ギルド長から山に現れたキメラの討伐の話を受けた後、ギルド長に呼ばれていることを伝えてきたいつもの受付の人からキメラのいる場所の地図を渡される。前にギルド長の部屋で見た地図よりは簡素だが、それくらいのものでも色々と内容が書き込まれている。ちなみにこれは依頼が終わったら報告の時に返すように、と言われた。情報流出が嫌なのだと思うけど、写すことは考えていないのだろうか。もしかしたらそれくらいは仕方ないと思っているのかもしれない。
依頼を受けて、まずシェリーネの家に向かう。正直言ってシェリーネは連れて行っても戦闘に参加させづらいから、近くの村か何かの逗留する場所で待機、ということになると思う。そのあたりどうしたいかをシェリーネに聞いた。チームの一員として仲間はずれは嫌だ、ということでシェリーネも一緒に行くことになった。
翌日、仲間全員が集まりギゼルモルトから出発する。
「ハルト、早く行こうぜ!」
「アルツは元気だな…………言っておくが、今日はキメラのところまでいかないぞ」
「えっ!?」
キメラのいる場所は以前潰したゴブリンの巣から西の方角。その山の中だ。結構遠く、ここからまともに行こうとすれば向こうに着くのは夜になるだろう。流石に明かりもろくにない山の中で戦うのは無理だ。それに、キメラ以外の危険も出てくる。周囲が見えにくければ地面にあるものに足を取られる可能性も高い。

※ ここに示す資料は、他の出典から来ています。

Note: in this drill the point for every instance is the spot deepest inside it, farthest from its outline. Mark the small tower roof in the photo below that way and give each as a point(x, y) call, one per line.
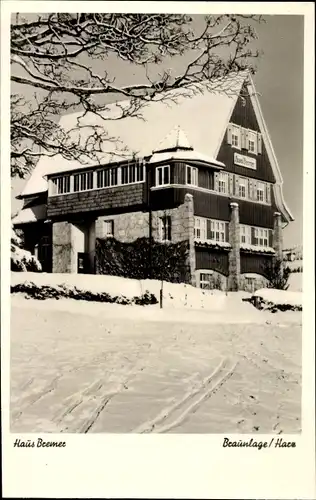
point(175, 140)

「今日は途中にある村で滞在することになる。まあ、宿はない場所だけどな」
「宿がないのに滞在できるでしょうか?」
メリーたちは宿のない村での滞在経験はないようだ。どちらかと言えば野宿をすることの方が多かったらしい。
「まあ、大丈夫だろう。以前のこともあるし」
「以前? 行ったことあるんだ」
滞在する村は以前のゴブリン討伐の時、襲われていた少女の住む村だ。まさかまた訪れるような機会があるとは思わなかったな。